Sex in the City is gonig to be this summers biggest hit after Indiana Jones and The Dark Knight. I love looking at this woman. Her smile captivates, her eyes shine and her skin is very healthy looking.
“Looking good kid,” as Mr. Big would say.
Randal
Suzanna | May 13, 2008 at 3:55 pm
Interesting the Red head looks the best for once… and Sarahs hat (if we can call it that) I hope if flys away… coo coo 4 coco puffs man!
sitting on my mud - need new chair now | May 13, 2008 at 4:30 pm
God damn you guys are killing me! Sinewy ghoul, the twisting wart kiss, the exit wound was obviously a very LSD thing!~ you fuckers are viscious I thought I was cruel. hahahahahhahhahahhahahahhahhaha
elizabeth | May 13, 2008 at 5:11 pm
Hey, Sarah, why the long face?
Seriously, I love the show and am clamoring for the movie, but SJP was born in Nelsonville, Ohio, the asshole of the world, and a whole lot of money is the only thing diferentiating her from any corn-fed, Virginia Slim smoking, white-trash princess pushing a naked, Kool-Aid-stained baby around in a Kroger shopping cart. Yet she thinks soooo much of herself.
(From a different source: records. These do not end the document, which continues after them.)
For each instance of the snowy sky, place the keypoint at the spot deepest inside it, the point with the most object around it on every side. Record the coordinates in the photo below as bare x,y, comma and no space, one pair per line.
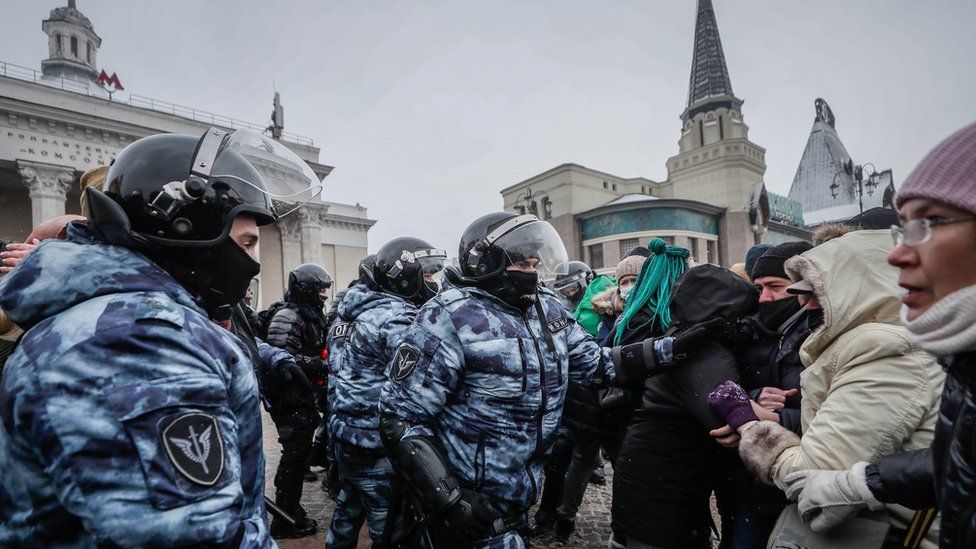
428,108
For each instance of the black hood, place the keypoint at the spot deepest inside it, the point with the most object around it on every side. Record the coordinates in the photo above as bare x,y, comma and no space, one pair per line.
706,292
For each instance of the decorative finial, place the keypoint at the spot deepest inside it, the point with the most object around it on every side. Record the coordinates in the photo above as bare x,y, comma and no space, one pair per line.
824,114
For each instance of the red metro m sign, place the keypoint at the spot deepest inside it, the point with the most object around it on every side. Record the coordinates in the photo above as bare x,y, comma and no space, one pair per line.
110,83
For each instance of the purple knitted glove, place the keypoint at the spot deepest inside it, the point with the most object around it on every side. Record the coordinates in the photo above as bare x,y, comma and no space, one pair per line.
732,402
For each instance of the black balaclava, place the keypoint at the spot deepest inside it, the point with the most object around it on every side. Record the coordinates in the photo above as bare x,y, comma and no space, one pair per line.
517,288
775,313
218,277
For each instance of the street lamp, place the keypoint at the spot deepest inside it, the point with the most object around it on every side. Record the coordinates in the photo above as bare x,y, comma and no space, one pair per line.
856,171
532,201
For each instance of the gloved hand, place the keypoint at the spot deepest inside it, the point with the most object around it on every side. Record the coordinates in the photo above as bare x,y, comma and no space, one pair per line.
732,402
828,498
468,517
691,339
289,370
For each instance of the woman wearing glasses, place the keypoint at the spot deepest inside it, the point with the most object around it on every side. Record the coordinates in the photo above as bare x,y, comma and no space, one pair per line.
935,250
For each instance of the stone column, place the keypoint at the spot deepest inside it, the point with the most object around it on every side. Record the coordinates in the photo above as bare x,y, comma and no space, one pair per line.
49,185
310,228
291,244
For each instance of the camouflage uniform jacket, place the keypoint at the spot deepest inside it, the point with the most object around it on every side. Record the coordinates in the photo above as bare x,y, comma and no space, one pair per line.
488,382
363,340
127,418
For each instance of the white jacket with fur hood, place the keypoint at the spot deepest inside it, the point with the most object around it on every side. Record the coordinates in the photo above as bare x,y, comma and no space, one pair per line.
867,392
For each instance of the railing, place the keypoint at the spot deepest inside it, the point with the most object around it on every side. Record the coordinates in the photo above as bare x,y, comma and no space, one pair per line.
141,102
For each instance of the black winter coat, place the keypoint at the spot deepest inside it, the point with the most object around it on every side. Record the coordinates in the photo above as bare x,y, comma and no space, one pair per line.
666,470
944,474
772,360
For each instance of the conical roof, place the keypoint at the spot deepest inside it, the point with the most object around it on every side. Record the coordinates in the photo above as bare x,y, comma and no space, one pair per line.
709,74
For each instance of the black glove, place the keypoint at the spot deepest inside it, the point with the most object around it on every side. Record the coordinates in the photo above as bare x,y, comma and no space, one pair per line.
688,341
468,517
289,371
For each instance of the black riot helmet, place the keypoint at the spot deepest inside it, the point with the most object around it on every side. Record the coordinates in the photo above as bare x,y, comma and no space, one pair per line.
497,240
407,267
307,282
175,198
577,278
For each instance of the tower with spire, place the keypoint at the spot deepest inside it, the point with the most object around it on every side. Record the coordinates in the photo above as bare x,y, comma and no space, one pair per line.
72,45
716,163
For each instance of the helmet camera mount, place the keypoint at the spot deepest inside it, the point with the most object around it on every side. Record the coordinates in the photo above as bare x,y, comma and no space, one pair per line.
176,195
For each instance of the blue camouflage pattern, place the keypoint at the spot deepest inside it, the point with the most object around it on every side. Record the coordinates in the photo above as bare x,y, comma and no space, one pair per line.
366,493
490,389
362,342
115,351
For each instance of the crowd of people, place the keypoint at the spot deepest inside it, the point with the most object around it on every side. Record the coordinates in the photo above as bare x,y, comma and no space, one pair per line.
816,395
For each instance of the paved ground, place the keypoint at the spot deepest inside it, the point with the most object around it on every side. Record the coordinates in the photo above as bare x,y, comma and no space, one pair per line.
592,524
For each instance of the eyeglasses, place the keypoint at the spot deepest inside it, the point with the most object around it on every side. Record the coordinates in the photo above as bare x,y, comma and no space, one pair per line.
919,231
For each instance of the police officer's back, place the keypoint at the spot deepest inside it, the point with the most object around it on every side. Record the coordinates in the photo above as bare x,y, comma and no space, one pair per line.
132,419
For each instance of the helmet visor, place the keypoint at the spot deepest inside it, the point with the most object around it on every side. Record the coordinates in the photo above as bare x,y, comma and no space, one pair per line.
288,178
537,245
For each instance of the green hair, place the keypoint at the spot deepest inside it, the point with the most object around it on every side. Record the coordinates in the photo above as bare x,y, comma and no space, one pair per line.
652,290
Thank god the writing is so good that she disappears, or I wouldn’t be able to enjoy the stories at all. Horsefaced pompous prissy bitch.
Jeep | May 13, 2008 at 6:10 pm
Can’t believe that thing still around, who would want to look like an old man with a bunch of ridiculous overpriced clothes?, what the hell is wrong with people?, they follow anything with the promise of a loose vagina.
Kim Lard-ass-ian | May 13, 2008 at 6:43 pm
I’ll have to agree the lesbian and brunette are the best looking, however for 50 cattrall looks fucking great
Kim Lard-ass-ian | May 13, 2008 at 6:43 pm
I’ll have to agree the lesbian and brunette are the best looking, however for 50 cattrall looks fucking great
Kim Lard-ass-ian | May 13, 2008 at 6:45 pm
have to agree the lesbian looks best, fucking gorgeous. Cattrall is over 50? she looks pretty fuckin gorgeous for that age.